时间建模在将强大的预训练文本-图像基础模型有效地应用于文本-视频检索中起着重要的作用。然而，现有的方法往往依赖于额外的重型可训练模块，如变压器或BiLSTM，这是低效的。相反，我们通过利用冻结的基础模型来避免引入如此沉重的组件。为此，我们提出了使用冻结视觉语言基础模型（TFVL）进行时间建模，以模拟固定编码器的时间动态。具体来说，文本编码器时间建模（TextTemp）和图像编码器时间建模（ImageTemp）分别在视频头部和视频骨干中应用冻结的文本和图像编码器。TextTemp使用冻结文本编码器将帧表示解释为时间“句子”中的“视觉单词”，从而捕获时间依赖性。另一方面，ImageTemp使用冻结图像编码器将所有帧令牌视为统一的视觉实体，学习时空信息。我们的方法的总可训练参数，包括一个轻量级的投影和几个提示符号，明显少于其他现有方法。我们评估了我们的方法在MSR-VTT、DiDeMo、ActivityNet和LSMDC上的有效性。与MSR-VTT的完全微调相比，我们的TFVL在R@1中仅使用0.35%的参数即可实现平均3.25%的增益。大量的实验表明，所提出的TFVL在参数显著减少的情况下优于最先进的方法。

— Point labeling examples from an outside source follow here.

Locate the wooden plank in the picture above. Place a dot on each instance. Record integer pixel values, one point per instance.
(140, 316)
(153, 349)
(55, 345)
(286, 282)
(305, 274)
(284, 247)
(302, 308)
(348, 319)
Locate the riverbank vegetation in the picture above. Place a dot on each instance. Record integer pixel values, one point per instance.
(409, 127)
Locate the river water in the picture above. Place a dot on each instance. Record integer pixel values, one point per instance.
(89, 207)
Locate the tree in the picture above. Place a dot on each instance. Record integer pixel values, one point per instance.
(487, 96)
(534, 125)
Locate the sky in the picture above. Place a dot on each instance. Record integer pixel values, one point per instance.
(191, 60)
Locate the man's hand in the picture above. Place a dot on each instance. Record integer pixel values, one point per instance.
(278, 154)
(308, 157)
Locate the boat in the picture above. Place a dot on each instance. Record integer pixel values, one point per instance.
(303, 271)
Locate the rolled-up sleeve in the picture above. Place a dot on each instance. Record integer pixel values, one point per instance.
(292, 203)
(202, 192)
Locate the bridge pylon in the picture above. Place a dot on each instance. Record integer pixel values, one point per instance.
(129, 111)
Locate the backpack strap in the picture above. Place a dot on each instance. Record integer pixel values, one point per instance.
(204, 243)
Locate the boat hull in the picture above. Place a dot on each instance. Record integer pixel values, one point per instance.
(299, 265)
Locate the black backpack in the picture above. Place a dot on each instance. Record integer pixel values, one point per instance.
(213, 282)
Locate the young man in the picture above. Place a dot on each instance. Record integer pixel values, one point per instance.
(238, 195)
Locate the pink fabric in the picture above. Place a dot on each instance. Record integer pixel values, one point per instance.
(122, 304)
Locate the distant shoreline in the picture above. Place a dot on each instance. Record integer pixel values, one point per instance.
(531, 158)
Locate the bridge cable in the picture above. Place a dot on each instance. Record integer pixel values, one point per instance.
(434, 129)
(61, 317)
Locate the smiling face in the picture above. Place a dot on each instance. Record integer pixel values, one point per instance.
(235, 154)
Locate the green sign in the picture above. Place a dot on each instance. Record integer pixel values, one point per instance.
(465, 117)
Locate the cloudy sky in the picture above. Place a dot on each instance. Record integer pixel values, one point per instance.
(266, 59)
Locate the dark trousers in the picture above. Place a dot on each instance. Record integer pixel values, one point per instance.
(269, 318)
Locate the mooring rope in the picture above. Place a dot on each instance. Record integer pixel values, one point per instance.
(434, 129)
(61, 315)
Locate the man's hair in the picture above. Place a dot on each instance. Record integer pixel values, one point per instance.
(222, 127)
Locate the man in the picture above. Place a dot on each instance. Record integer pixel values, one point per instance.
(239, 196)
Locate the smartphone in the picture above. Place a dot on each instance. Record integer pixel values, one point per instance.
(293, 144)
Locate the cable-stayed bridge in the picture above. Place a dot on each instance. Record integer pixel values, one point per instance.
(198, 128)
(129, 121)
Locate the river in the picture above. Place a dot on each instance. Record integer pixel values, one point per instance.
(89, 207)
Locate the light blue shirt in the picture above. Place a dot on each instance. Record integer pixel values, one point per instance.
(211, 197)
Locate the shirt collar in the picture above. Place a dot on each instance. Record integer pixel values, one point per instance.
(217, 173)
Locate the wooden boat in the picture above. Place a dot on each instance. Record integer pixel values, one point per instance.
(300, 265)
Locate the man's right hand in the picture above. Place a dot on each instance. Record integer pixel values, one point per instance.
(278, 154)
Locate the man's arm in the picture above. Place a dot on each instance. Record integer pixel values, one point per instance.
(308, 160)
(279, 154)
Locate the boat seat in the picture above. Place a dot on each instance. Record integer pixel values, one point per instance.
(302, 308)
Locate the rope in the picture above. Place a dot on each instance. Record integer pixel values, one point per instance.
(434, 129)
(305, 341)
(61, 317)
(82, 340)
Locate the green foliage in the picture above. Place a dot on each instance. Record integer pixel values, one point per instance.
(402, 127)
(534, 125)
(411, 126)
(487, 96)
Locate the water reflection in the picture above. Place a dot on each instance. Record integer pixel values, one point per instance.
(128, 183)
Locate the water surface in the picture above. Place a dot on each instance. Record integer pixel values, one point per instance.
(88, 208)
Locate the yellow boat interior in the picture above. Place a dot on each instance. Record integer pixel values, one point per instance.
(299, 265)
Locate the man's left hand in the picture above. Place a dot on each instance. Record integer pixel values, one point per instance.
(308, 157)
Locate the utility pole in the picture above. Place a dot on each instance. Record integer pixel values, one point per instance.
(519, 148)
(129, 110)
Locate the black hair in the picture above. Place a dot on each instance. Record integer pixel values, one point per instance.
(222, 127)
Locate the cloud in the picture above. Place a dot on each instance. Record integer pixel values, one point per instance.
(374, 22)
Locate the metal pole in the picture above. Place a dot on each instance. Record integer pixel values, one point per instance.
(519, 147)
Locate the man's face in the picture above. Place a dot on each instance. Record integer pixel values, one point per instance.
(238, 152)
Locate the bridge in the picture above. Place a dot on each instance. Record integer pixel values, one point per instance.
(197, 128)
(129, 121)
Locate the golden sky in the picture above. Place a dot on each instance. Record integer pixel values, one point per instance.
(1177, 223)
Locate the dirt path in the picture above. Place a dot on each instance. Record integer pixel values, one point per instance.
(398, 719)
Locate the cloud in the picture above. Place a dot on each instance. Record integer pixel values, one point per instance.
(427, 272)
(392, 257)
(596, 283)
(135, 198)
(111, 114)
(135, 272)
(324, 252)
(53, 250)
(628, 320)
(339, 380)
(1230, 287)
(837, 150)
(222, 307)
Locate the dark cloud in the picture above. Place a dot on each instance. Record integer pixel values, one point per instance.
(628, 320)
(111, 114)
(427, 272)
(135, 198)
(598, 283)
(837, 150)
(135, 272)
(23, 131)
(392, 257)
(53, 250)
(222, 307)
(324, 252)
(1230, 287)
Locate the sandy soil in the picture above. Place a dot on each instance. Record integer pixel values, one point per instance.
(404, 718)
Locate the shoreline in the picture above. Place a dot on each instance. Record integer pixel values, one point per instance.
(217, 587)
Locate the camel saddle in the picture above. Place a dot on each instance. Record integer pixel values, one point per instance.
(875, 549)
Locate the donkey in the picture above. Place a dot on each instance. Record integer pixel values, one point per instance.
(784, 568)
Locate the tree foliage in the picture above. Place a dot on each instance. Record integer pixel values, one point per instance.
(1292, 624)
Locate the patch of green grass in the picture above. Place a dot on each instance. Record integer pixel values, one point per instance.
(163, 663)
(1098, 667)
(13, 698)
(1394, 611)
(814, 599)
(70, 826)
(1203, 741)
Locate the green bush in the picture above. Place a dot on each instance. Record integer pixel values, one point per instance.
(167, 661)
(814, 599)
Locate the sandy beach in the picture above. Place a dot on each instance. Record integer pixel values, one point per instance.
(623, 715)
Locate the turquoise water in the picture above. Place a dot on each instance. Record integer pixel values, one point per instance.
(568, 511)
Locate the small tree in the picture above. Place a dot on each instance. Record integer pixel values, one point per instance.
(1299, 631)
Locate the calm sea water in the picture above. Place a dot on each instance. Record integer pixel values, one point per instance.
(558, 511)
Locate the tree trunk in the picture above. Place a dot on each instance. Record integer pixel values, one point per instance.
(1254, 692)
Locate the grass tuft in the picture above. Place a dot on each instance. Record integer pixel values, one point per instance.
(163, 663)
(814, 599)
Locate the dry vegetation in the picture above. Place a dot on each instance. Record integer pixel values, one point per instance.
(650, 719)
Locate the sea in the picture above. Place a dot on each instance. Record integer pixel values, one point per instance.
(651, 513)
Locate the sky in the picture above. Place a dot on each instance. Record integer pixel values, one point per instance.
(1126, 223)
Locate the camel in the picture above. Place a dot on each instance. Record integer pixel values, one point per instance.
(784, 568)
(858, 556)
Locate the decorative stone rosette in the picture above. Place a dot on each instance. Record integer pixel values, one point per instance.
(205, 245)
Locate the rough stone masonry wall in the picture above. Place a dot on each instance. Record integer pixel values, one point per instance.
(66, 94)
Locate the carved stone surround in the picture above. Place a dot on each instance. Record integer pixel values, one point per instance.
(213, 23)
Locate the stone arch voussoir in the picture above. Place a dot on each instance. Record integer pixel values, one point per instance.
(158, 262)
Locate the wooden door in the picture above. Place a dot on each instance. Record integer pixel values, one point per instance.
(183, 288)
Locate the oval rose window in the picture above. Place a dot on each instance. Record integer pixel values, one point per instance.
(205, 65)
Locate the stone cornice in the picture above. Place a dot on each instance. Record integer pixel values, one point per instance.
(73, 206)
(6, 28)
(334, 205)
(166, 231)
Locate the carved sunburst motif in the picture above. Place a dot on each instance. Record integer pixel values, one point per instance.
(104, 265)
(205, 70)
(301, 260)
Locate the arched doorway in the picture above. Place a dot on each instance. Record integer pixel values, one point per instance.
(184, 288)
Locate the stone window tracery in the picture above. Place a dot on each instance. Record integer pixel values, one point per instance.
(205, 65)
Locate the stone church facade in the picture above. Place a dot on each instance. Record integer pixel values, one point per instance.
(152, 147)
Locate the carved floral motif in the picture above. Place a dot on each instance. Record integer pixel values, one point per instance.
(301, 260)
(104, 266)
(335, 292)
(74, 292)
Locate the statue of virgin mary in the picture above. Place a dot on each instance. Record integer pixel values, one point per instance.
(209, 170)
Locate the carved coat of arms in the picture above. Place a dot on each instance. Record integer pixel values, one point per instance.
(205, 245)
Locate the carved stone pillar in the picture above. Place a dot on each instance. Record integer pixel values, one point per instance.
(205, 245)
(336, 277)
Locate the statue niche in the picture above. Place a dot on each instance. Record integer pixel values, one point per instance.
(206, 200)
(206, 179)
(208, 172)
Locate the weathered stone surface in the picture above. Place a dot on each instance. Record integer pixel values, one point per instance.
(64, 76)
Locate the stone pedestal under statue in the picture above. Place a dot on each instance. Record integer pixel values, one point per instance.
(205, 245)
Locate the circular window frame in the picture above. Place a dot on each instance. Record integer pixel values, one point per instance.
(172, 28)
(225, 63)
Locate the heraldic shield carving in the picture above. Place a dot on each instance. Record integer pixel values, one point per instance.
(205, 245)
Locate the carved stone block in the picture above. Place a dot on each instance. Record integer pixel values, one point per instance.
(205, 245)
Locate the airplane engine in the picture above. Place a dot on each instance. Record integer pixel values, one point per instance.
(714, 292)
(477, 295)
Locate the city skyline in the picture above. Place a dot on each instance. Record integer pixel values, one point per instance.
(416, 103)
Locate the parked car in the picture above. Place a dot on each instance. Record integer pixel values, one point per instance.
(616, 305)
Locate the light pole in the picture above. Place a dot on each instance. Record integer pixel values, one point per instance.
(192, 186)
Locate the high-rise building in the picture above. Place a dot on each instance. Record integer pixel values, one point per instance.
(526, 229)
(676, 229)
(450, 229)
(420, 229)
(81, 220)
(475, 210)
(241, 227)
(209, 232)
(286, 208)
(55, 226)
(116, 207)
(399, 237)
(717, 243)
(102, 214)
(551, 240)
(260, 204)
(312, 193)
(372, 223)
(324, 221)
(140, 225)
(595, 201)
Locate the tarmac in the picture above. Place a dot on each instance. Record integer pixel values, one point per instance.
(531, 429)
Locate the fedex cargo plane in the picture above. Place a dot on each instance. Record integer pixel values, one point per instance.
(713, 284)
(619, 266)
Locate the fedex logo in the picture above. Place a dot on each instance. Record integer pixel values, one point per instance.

本文章由计算机程序翻译，如有差异，请以英文原文为准。

求助全文

约1分钟内获得全文求助全文

来源期刊

IEEE transactions on neural networks and learning systems COMPUTER SCIENCE, ARTIFICIAL INTELLIGENCE-COMPUTER SCIENCE, HARDWARE & ARCHITECTURE

CiteScore

23.80

自引率

9.60%

发文量

2102

审稿时长

3-8 weeks

期刊介绍： The focus of IEEE Transactions on Neural Networks and Learning Systems is to present scholarly articles discussing the theory, design, and applications of neural networks as well as other learning systems. The journal primarily highlights technical and scientific research in this domain.